Sample several spots for hyper-local specialties on this guided culinary walking tour of Myrtle Beach. You’ll learn about the city’s food culture while tasting everything from barbecue to boiled peanuts.

Farm to Table Experience

Tour and lunch at a historic local farm specializing in heirloom Southern crops like Carolina Gold rice and Sea Island red peas. Gain insight into how Myrtle Beach’s cuisine is intimately connected to South Carolina’s agricultural roots.

Iconic Dishes from Other Coastal Southern Destinations

While each city has its own specialties, several iconic Southern coastal dishes span the region. Here are some other foods you may enjoy on a trip through the lowcountry:

Beaufort, SC

– Lowcountry boil
– Shrimp burgers
– Pecan pie

Savannah, GA

– Chicken and waffles
– Shrimp and grits
– Peach cobbler

Charleston, SC

– She crab soup
– Benne wafers
– Huguenot torte

Wilmington, NC

– Calabash seafood
– Brunswick stew
– Sweet potato pie

Jacksonville, FL

– Fresh local seafood
– Cuban sandwiches
– Key lime pie


From just-off-the-boat seafood to Southern comfort classics, Myrtle Beach’s food scene reflects its seaside setting and regional lowcountry cuisine.
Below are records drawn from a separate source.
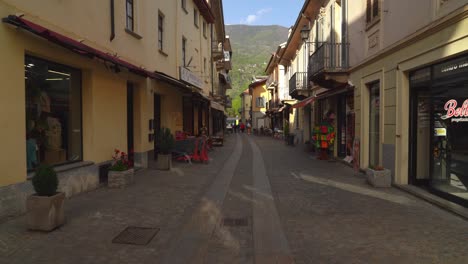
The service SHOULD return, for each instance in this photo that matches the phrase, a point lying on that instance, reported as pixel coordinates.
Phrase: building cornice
(434, 27)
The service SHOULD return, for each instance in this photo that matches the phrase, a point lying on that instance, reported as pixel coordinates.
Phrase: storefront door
(439, 131)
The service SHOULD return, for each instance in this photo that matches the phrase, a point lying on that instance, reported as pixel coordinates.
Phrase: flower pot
(120, 179)
(379, 178)
(164, 162)
(45, 213)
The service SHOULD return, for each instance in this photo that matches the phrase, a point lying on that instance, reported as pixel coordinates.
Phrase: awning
(304, 102)
(85, 50)
(217, 106)
(331, 92)
(73, 45)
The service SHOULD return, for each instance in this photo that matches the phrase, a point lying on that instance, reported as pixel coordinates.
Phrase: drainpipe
(211, 63)
(344, 33)
(112, 21)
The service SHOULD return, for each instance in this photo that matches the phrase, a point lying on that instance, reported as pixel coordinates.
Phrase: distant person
(242, 127)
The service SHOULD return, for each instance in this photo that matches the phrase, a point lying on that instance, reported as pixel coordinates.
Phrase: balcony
(217, 50)
(298, 85)
(329, 59)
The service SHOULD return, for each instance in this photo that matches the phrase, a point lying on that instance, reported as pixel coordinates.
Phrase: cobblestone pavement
(157, 199)
(327, 214)
(330, 215)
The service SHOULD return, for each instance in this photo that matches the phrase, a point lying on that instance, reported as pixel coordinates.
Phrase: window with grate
(130, 15)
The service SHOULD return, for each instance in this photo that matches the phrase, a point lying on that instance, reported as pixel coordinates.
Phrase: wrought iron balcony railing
(298, 82)
(329, 57)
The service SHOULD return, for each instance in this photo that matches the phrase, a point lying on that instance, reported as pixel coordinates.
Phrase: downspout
(211, 62)
(211, 73)
(112, 21)
(344, 33)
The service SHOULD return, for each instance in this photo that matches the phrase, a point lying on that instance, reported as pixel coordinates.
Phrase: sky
(262, 12)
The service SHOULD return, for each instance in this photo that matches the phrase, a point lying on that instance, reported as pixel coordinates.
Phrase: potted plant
(378, 176)
(121, 171)
(165, 142)
(45, 208)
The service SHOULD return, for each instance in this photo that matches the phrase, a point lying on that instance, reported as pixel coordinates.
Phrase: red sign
(452, 111)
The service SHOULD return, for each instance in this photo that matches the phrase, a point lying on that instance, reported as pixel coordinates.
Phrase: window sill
(163, 53)
(371, 24)
(133, 33)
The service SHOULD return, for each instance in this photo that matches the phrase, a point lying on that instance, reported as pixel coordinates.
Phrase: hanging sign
(457, 114)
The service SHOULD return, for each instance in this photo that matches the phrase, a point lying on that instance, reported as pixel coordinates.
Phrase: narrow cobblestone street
(296, 209)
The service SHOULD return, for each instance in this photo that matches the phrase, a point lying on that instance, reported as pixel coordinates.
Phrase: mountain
(252, 47)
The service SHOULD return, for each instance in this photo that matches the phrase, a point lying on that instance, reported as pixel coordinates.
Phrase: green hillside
(252, 47)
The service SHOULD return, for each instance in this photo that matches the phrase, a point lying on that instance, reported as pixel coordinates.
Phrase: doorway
(130, 121)
(157, 121)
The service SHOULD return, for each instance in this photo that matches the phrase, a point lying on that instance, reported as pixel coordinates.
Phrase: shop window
(184, 50)
(204, 29)
(195, 17)
(53, 113)
(374, 124)
(260, 101)
(130, 23)
(184, 5)
(160, 31)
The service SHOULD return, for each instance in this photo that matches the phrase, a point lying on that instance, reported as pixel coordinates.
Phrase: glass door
(374, 124)
(421, 135)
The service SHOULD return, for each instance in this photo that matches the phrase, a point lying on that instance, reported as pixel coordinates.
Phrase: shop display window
(53, 113)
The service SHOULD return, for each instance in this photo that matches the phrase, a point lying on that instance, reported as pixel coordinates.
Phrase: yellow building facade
(403, 89)
(260, 97)
(83, 79)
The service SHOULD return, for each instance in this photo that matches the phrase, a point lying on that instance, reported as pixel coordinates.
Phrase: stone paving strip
(270, 243)
(191, 245)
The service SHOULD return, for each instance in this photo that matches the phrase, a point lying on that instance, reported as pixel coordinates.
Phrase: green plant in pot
(165, 142)
(121, 171)
(45, 208)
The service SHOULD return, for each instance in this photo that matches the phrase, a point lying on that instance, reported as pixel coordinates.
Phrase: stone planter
(164, 162)
(120, 179)
(379, 178)
(45, 213)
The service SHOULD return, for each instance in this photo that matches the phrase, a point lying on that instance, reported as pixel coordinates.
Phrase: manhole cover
(135, 235)
(235, 221)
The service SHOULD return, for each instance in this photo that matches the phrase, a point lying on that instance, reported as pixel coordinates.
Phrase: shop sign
(452, 67)
(421, 75)
(190, 77)
(458, 114)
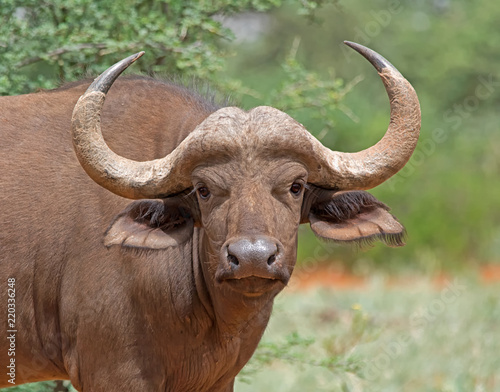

Fried fish, she crab soup, shrimp and grits, and pulled pork barbecue rank among the city’s most iconic foods. Sweet treats like shaved ice and saltwater taffy provide nostalgic boardwalk snacking. And local specialties like Frogmore stew showcase the area’s distinctive flavors. Visiting Myrtle Beach isn’t complete without sampling its famous fare. So come hungry, and prepare your taste buds for the culinary adventure of a lifetime along South Carolina’s sunny shores.